Optimal solution found.
Intlinprog stopped at the root node because the objective value is within a gap tolerance of the optimal value, options.AbsoluteGapTolerance = 0 (the default value). The intcon variables are integer within tolerance, options.IntegerTolerance = 1e-05 (the default value).
ans =
1
0
Pawel Ladosz on 10 Aug 2016
Are both variables binary or only first one? if only first one your UB maybe should be like:
ub=
1 inf
Steffen Kuehl on 10 Aug 2016
both variables are binary.

John D'Errico on 10 Aug 2016
Edited: John D'Errico on 10 Aug 2016
So I ran your test case.
[X,fval] = intlinprog(f,intcon,A,b,[],[],lb,ub)
LP: Optimal objective value is 4.000000.
Optimal solution found.
Intlinprog stopped at the root node because the objective value is within a gap tolerance of the optimal value, options.AbsoluteGapTolerance = 0
(the default value). The intcon variables are integer within tolerance, options.IntegerTolerance = 1e-05 (the default value).
X =
1
0
fval =
20
Works fine. Exactly what do you think is wrong? The solution it returns is [1;0] which, the last time I checked is a binary result. And the objective at that point is 20.
I even checked that X was indeed an exact integer vector.
X == round(X)
ans =
1
1
The solution satisfies the inequality constraints.
A*X <= b
ans =
1
1
So I'm at a complete loss to guess what you think is wrong. Looks fine to me.
Are you worried that the class of the result vector X is a double vector? Doubles can represent integers EXACTLY, as long as the integer is no larger than 2^53-1. I'm pretty sure that a 0-1 binary result is less than that limit.
So perhaps you expected the result to be an integer class vector? How should MATLAB choose what class to make it then? What if only SOME of the elements were constrained to be integer? Vectors cannot be of mixed classes, with some elements of class logical, and others of class int32, while other elements are doubles. That cannot happen (nor will it EVER be possible.)

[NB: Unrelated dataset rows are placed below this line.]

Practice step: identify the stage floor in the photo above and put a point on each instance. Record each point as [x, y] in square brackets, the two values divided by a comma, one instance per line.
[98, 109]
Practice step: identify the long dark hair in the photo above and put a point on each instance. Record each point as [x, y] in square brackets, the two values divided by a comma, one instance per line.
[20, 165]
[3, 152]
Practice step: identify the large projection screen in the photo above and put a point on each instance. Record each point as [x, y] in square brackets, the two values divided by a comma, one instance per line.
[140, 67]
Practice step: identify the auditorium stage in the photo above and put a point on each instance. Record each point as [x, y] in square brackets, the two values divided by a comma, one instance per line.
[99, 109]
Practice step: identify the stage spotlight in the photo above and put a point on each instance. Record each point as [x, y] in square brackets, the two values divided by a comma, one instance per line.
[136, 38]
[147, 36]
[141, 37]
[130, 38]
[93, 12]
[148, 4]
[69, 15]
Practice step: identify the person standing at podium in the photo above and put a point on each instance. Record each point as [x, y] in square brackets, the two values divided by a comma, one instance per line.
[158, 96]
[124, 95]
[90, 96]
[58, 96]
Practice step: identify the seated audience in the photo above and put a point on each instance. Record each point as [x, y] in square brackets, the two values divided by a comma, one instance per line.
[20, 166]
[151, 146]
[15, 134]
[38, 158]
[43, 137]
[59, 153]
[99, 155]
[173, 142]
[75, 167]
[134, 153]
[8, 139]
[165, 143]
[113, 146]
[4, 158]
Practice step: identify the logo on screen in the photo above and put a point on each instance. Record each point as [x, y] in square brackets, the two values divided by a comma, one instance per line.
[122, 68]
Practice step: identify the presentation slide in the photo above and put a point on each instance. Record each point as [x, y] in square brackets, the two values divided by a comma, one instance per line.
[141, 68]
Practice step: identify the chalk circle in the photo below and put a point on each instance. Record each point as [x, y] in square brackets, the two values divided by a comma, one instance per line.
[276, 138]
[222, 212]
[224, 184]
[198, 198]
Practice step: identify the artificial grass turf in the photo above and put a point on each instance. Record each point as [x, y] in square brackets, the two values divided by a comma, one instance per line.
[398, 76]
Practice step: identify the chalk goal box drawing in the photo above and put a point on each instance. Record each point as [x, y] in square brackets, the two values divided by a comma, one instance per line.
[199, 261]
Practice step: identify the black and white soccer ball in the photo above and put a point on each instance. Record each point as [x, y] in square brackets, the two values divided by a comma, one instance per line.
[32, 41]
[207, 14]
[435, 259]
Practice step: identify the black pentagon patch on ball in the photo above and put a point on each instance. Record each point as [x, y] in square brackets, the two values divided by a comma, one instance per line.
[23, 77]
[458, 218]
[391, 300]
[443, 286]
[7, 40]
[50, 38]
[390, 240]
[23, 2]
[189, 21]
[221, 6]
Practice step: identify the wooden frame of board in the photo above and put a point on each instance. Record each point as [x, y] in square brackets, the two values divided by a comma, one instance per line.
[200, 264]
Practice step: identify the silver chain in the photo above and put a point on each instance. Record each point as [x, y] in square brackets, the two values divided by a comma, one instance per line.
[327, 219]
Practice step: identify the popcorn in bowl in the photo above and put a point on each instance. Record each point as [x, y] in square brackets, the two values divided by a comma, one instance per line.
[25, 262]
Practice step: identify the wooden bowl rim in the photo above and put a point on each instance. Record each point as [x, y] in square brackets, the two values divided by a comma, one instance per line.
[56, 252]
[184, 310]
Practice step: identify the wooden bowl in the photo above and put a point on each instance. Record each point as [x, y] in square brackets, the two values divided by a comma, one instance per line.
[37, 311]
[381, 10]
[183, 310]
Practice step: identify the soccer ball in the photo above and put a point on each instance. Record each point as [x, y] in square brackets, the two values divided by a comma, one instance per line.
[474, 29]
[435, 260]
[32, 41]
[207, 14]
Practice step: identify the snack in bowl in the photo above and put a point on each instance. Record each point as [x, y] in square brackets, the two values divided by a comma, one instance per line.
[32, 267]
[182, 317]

So MATLAB returned integer results, in the form of a double. Again:
X == round(X)
ans =
1
1
X is composed of EXACT integers. That they happen to have been stuffed into a double precision vector is not relevant. They are indeed integers.
Steffen Kuehl on 10 Aug 2016
Thank you John for running my test case. I thought LP is the result of the optimization (That's a little embarrassing). Thanks for helping me out! :) And sorry for bothering you with this
John D'Errico on 10 Aug 2016
Edited: John D'Errico on 10 Aug 2016
AH! Ok, glad to have helped clear it up. Yeah, the objective value is stuffed in the second return argument, fval.